I could use some help. Im seeing some very strange issues after upgrading one of our site clusters from 10.22 to 10.51. I was able to add other oo servers with no issues but when i try to add new ras servers that werent in the cluster before im getting the below errors. I have tried with authentication on and off and get similar errors.

Is there an issue I should be aware of for upgrading 10.22? has anyone seen these issues before?

Errors with Authentication Turned on
Central Server.log
2016-08-15 20:04:28,803 [http-nio-8443-exec-2] ( ERROR - 
Couldn't authenticate with LDAP due to unknown reason.
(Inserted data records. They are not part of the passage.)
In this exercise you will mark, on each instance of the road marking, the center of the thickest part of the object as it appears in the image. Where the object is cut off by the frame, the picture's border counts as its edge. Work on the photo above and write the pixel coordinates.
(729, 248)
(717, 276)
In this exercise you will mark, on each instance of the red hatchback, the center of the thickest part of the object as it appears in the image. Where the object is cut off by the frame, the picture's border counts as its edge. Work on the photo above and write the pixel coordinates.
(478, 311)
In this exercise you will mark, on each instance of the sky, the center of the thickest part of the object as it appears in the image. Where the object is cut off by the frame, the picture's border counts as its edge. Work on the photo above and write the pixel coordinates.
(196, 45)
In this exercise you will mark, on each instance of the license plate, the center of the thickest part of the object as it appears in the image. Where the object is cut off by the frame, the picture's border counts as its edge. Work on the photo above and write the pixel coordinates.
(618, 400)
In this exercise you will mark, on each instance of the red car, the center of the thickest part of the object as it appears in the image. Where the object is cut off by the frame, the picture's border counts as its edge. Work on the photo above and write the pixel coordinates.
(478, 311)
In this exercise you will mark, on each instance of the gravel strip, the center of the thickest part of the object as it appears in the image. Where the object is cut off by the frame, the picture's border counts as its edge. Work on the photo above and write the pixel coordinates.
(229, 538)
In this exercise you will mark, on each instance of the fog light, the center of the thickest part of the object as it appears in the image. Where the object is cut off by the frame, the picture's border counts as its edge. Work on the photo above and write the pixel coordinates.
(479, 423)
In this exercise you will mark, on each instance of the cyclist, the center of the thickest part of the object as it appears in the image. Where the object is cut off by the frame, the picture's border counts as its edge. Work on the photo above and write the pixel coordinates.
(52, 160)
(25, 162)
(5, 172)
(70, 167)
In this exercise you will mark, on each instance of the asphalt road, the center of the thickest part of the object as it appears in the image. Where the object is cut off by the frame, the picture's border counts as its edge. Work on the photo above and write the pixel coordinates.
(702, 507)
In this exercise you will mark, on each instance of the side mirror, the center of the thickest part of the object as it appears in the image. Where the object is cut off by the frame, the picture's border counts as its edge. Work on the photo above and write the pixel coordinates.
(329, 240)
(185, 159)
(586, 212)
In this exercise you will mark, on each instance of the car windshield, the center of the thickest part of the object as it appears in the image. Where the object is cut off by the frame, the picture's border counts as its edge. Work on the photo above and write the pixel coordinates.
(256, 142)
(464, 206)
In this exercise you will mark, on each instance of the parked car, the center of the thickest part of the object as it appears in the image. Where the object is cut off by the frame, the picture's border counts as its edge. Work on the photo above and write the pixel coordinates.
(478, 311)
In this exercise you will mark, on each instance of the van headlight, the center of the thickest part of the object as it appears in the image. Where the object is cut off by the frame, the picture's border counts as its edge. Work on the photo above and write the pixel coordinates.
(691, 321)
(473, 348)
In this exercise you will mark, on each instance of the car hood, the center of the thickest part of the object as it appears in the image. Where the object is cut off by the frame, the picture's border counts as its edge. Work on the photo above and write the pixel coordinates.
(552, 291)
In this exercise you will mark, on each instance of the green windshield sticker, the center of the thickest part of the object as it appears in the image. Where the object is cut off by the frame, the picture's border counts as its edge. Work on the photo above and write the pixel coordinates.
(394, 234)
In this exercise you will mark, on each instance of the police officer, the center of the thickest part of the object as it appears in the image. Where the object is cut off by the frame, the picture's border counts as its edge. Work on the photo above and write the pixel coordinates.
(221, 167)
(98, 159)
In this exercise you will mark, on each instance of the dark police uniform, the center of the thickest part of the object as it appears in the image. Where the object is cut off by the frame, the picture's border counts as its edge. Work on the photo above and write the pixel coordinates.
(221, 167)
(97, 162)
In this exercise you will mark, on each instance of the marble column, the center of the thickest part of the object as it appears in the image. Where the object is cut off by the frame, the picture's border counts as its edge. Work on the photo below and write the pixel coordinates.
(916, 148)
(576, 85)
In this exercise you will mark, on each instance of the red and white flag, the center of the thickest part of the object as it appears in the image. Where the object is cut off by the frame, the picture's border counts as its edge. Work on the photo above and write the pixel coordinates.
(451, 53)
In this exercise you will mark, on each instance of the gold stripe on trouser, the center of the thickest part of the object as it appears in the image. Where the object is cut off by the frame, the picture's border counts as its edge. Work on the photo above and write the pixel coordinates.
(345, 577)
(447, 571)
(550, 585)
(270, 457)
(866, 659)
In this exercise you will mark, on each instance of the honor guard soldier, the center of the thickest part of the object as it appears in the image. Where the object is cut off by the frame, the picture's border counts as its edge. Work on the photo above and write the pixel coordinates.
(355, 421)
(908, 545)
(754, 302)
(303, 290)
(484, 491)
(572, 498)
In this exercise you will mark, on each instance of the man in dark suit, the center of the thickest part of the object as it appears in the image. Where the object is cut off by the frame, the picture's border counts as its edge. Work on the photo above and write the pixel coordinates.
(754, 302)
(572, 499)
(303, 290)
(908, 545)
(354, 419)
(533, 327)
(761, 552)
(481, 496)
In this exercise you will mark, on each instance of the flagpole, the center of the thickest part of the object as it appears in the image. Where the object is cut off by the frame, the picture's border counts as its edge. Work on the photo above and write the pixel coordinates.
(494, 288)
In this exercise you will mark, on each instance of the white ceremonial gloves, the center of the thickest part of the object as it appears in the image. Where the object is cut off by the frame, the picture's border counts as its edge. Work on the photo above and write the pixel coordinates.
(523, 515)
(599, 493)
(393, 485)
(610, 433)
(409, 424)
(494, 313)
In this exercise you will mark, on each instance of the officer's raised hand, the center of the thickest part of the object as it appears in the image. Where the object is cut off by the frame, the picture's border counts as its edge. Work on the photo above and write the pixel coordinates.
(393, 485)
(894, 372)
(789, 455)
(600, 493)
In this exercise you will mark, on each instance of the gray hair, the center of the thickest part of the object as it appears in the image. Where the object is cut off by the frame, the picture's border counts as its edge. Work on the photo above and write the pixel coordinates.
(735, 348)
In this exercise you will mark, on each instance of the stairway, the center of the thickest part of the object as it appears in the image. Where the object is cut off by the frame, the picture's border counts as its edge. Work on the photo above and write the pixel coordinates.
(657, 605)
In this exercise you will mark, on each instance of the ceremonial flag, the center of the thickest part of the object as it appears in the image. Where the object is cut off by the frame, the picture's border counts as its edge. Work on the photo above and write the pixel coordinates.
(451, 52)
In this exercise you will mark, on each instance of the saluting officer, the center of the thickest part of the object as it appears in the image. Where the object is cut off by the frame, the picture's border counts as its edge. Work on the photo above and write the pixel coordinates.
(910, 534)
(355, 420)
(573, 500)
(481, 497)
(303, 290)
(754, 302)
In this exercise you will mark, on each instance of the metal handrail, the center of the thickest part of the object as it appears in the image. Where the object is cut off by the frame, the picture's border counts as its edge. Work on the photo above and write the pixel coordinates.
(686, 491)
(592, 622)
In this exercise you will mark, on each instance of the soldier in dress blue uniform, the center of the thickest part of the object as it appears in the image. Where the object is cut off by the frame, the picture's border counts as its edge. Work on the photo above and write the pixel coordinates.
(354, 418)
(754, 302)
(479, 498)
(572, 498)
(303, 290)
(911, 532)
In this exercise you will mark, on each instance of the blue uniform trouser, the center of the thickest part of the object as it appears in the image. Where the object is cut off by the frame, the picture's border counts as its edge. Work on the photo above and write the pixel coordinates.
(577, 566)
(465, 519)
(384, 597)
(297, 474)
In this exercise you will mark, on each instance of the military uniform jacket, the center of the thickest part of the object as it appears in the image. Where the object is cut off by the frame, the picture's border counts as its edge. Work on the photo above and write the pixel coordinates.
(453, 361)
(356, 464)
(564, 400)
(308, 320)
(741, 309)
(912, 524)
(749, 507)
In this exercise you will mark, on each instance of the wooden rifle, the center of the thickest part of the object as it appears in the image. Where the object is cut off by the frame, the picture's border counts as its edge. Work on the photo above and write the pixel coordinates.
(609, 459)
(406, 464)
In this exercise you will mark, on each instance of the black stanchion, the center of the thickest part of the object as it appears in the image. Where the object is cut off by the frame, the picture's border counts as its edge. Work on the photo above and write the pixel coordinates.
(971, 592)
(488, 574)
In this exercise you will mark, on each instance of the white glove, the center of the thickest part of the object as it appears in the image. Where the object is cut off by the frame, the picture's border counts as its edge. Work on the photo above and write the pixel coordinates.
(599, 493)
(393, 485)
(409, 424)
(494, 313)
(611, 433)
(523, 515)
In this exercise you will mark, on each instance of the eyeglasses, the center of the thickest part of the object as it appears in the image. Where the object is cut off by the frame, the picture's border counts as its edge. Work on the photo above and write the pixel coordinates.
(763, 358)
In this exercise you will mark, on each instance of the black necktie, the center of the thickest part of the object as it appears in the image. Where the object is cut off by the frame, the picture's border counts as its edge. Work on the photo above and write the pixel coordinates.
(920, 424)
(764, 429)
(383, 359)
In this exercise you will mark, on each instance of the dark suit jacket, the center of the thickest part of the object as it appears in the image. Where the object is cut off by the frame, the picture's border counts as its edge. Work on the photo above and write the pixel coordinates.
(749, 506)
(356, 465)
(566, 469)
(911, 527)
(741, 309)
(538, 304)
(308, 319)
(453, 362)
RAS Install.log 2016-08-15 19:49:29,919 [WARN ] unable to connect: PKIX path
building failed: unable to find valid
certification path to requested target 2016-08-15 19:44:01,604 [INFO ] http connection test result: TestResult{httpStatus=401, message='
Unauthorized'} Error with Authentication turned off 2016-08-15 20:33:35,873 [ERROR] unable to connect to the Central org.springframework.web.client.ResourceAccessException: I/O error on HEAD request for
"https://<ServerName>:8444/oo" PKIX path building
failed: unable to find valid
certification path to requested target; nested exception is PKIX path building failed: unable to find valid certification path
to requested target

When I had authentication turned on, I tried adding the central cert and thats when my error would change from a PKIX issues to unauthorized. I'm able to log into the central server im trying to connect to using the same credentials. We have SSL on but we added port 8444 with clientauth turned off so its just used for username and password.


  • Hi,

    For the new RAS server Are you able to proceed with the install or it will not let you pass the configuration screen? 

    If you are able to proceed with the install don't threat about the failure to connect and register.  Install the RAS  as normal, perform the FIPS configuration on it and then restart the RAS. For OO central nodes you get no problems since you are already using the, and encryption_repository which are fips compliant and the rest of the job is only to make sure that the central node knows how to use them. For RAS however it will initially fail and after the fips configuration is applyed it should work.



  • so without authentication it does go through and it fails at registrying the new ras server. I didnt go through the fips part there, i can go back and see if that corrects the issues. One problem i have is we brought up a new cluster that is 10.51 and i was able to add new ras servers with no issues. Im only having issues with the cluster that we upgraded from 10.22, also after i wrote this i noticed the central clusters are having issues authenticating local user accounts. They will authenticate ad accounts.